REGINA – About 5,000 Muslims filled the Conexus Arts Centre Monday morning for Eid prayers, the culmination of about a month of daily fasting during Ramadan.
“The first prayer I had here 20 years ago, it was only half [full],” said Ahmed Aboudheir, president of the Islamic Association of Saskatchewan (Regina).
The prayer was held three times; each session filled up considerably.
During Ramadan, Muslims abstained from water and food between sunrise and sunset, which lasted about 16 hours daily on average in Regina.
Ramadan is about connecting spiritually, and strengthening self-control. Aboudheir said the month also emphasizes why being charitable is important.
“[Ramadan teaches] the people how to be generous when it comes to poor countries and poor children,” he said. “They can’t get three meals per day.”
A number of people at the prayers donated to a nearby booth collecting money for Islamic Relief Canada. The funds will go to help children in Gaza affected by the conflict between Israel and Hamas.

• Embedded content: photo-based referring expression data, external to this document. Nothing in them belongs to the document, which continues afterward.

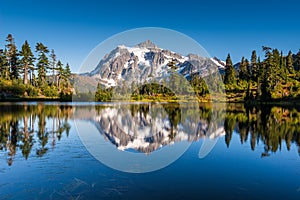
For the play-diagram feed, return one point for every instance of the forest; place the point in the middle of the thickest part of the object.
(275, 78)
(27, 73)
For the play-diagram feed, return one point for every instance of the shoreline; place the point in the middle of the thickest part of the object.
(293, 101)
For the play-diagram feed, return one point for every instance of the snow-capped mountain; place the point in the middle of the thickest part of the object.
(147, 132)
(146, 61)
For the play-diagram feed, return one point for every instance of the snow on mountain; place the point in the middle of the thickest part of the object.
(144, 61)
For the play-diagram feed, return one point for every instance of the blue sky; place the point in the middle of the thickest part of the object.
(74, 28)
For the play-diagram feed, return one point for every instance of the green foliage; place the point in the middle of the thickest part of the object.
(50, 91)
(20, 78)
(229, 71)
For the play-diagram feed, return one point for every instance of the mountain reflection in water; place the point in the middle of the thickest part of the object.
(33, 129)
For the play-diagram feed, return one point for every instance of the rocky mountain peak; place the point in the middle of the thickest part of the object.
(147, 44)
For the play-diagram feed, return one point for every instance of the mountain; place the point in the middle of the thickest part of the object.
(146, 61)
(148, 127)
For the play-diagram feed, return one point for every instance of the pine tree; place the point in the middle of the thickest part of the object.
(52, 65)
(26, 60)
(4, 68)
(267, 80)
(254, 66)
(60, 74)
(67, 75)
(297, 68)
(229, 71)
(243, 70)
(42, 64)
(12, 57)
(289, 62)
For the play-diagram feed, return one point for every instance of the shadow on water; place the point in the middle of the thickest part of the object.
(31, 129)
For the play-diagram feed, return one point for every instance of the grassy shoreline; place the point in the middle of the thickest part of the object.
(285, 101)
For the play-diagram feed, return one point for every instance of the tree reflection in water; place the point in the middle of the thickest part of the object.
(32, 129)
(24, 126)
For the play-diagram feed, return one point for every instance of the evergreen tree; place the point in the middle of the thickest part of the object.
(297, 67)
(42, 64)
(52, 65)
(243, 70)
(282, 67)
(67, 75)
(254, 66)
(12, 57)
(229, 71)
(289, 62)
(26, 60)
(267, 80)
(4, 68)
(60, 73)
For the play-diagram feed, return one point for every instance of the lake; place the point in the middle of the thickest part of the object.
(148, 151)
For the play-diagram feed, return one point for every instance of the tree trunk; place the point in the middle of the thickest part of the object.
(25, 79)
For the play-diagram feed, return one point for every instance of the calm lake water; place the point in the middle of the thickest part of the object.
(85, 151)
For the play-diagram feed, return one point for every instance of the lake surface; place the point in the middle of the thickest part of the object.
(148, 151)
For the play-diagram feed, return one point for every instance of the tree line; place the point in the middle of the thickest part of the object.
(28, 73)
(275, 77)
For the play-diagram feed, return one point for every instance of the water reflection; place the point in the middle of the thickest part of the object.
(23, 127)
(32, 129)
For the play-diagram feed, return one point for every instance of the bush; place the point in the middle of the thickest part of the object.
(50, 91)
(32, 91)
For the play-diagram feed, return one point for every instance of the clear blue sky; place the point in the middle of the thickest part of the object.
(74, 28)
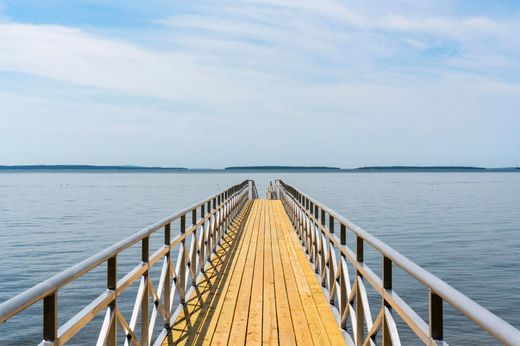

“Some people, actually, they don’t have even shelter. They stay on the streets. They go for days without eating,” said Abdalla Muftah, who collected the donations, of the people in Gaza.
Warda Bashir, 14, has fasted for Ramadan in previous years.
“It was hard, but then after the next few days you get used to it, so it becomes easier,” she said.
But in the dog days of summer, the temptation was everywhere.
“When [people are] eating, like, this brownie or something, I’m just, like, my stomach starts growling or something, and then I get really hungry. But I know that I have to keep trying,” said Faduma Ismail, 13.
Eid is also a time to celebrate, which is often done with family members.
“Sometimes we play games and go places like Chuck E. Cheese’s,” said Bushra Adan, 9.